It would be easy to assume that the migration to EMV in the US has gone terribly. The press is full of stories about slow transactions, inconsistent customer experiences and slow merchant adoption. While not living this day to day, I also experienced this frustration first-hand on my trips to the US earlier this year, and wrote about it in a previous blog.
Yet, while the end customer experience clearly must improve, real progress has been made.

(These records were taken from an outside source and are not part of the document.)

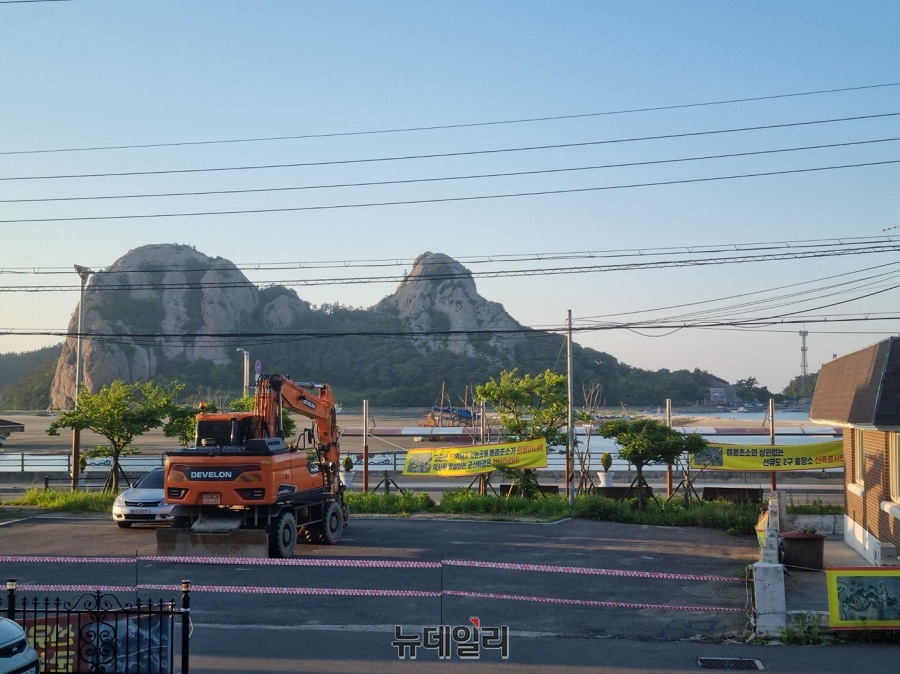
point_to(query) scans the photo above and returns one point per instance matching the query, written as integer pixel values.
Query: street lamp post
(84, 273)
(246, 371)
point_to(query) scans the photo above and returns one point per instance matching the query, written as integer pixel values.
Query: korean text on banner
(475, 459)
(770, 457)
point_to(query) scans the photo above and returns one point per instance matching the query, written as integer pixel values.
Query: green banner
(475, 459)
(771, 457)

Back in June, Visa reported “over 300 million chip cards in market and 1.2 million merchant locations”. In August, MasterCard announced that “80% of its US consumer credit cards have chips” and reported seeing “1.7 million chip-active merchant locations on its network, representing nearly 30% of the US merchant population, and a 374% increase in chip terminal adoption since 1 October 2015”.

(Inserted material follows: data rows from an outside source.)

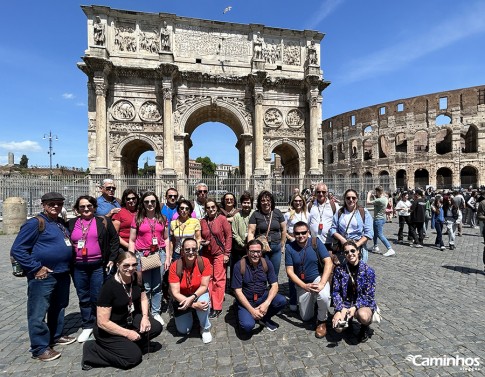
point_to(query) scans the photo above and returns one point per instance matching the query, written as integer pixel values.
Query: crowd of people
(129, 256)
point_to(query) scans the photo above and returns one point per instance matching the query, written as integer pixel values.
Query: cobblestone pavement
(432, 303)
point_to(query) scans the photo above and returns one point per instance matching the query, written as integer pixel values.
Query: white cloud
(20, 146)
(440, 35)
(327, 7)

Of course, these numbers would be far more impressive if the liability shift was happening in October this year rather than last. However, EMV migration doesn’t happen overnight, and in a market as complex and diverse as the US, it was always expected to take many years, especially considering the early reluctance and skepticism of the industry, and additional complications in debit.
Configurations and resources
One of the challenges for merchants is getting their new EMV terminals certified, which can take a long time, especially when there’s a backlog of demand. To alleviate the problem, in June, Visa and MasterCard relaxed terminal certification requirements by reducing the number of tests, giving acquirers more freedom and responsibility in the certification process, allowing standard configurations and providing more resources to value-added resellers (VARs).
Also, recognising that it’s not always the merchants’ fault that they are behind with EMV implementation, both networks introduced measures to minimise chargeback costs to merchants who have not yet transitioned to EMV. For example, MasterCard has “checks and blocks to ensure that chargebacks follow the liability shift guidelines”, such as not allowing chargebacks on fraudulent ATM and fuel transactions, where the liability shift hasn’t yet taken place. Visa has taken a step further, announcing that from 22 July it would would “block all US counterfeit fraud chargebacks under $25”. And from October 2016, “issuers will also be limited to charging back 10 fraudulent counterfeit transactions per account”.
Of course, there is a risk that rather than incentivising merchants to speed up EMV adoption, these changes to the network chargeback policies will reduce the pressure on merchants to migrate. Verifone, one of the largest POS companies, has reported lower revenues for Q316, partly as a result of “lingering EMV adoption issues”, and has stated that its “outlook for Q4 now assumes a significantly slower EMV rollout”. Not surprisingly, Paul Galant, CEO of Verifone, has emphasised the company’s “relentless execution” on “the long-term vision for Verifone to transform from a box shipper to a services provider”.
Nobody is under any illusion that EMV migration in the US will be over any time soon. However, we must recognise that real progress is being made. Changes introduced by the networks, as well as new liability shift dates, such as for MasterCard ATM transactions coming into effect in October this year, should help keep the momentum going. And while consumer adoption of various contactless pays, such as Apple Pay and others, has yet to “set the world on fire”, perhaps they will end up giving another reason for merchants to invest in chip terminals. After all, for the optimists among us, every cloud has a silver lining.